高血圧の予防・改善には塩分を控えめにとよく聞くが、塩は本来人間に必要なミネラルの1つ。それがなぜ、塩から高血圧になると言われているのだろうか?実はコレは、まだまだ研究中のことで、確実な原因は突き止められていない。しかし以下のような原因が考えられている。


●カラダの中の浸透圧

塩辛いものを食べると、後々まで喉がかわいて水が飲みたくなるはず。コレは浸透圧を一定に保とうと、カラダが水分を要求するサイン。人間のカラダの中の体液は塩分(ナトリウム)のパーセンテージが決まっている。しかしそれを超える塩分を摂取してしまうと、その濃度を薄めようとするため、水分が欲しくなる。
余分な塩分と水分を摂れば体液(血液)が増える。心臓や血管には一定の容量があるため、その中の血液が増えすぎてしまうと、血管を押し広げ、血圧も上がってしまう。

●ナトリウムと交感神経

食塩の中のナトリウムは、血管を収縮させる働きをする交感神経を緊張させる。
必要以上のナトリウムを摂取すれば、血管を縮める働きが活発になってしまい、血圧も高くなる。その状態が続き、血管に余計なストレスがかかり続け、高血圧を悪化させる。

●血管に入るナトリウム

摂りすぎたナトリウムは、血管の壁の細胞の中に直接入り込む。
血圧が高くなっている人の血管というのは傷がつきやすく、ナトリウムも入り込みやすい。
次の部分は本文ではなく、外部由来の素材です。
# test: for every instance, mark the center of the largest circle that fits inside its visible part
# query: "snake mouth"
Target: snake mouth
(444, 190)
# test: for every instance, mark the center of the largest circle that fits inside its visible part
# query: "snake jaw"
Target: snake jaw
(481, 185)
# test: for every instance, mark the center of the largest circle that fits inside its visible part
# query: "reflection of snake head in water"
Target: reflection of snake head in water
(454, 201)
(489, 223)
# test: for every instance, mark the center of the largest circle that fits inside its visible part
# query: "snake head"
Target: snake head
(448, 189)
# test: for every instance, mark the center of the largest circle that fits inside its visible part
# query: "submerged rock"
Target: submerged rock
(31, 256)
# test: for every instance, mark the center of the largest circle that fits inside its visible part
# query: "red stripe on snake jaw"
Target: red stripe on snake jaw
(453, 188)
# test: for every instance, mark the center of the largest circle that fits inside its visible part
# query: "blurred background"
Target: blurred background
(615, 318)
入り込んだナトリウムは、さらに血管を狭くする。
血管の壁というのは、実は筋肉でできている。そしてナトリウムには、筋肉を収縮させる働きもある。例えば、焼き魚の身は塩を振ってから焼くとしまるが、これはその原理によるもの。ナトリウムが血管に侵入すると、筋肉でできた血管は収縮し、血圧は上がることになる。

●汗をかかなくなった現代人と塩

本来人間には、尿や汗によって余分なナトリウムを体外に出し、調節する仕組がそなわっている。汗をかいてこそ、ちょうど良いカラダの塩分濃度になる。
厳しい肉体労働をする人たちは汗を多くかき、ナトリウムの排出も活発すぎるため、塩をなめながら作業をしないとカラダがもたないほど。しかし現代では、労働でそれほどの汗をかく人は少なくなり、汗による塩分調節はできなくなっている。そのため塩分は、うまく排出されることなく過剰となり、高血圧の原因となっている。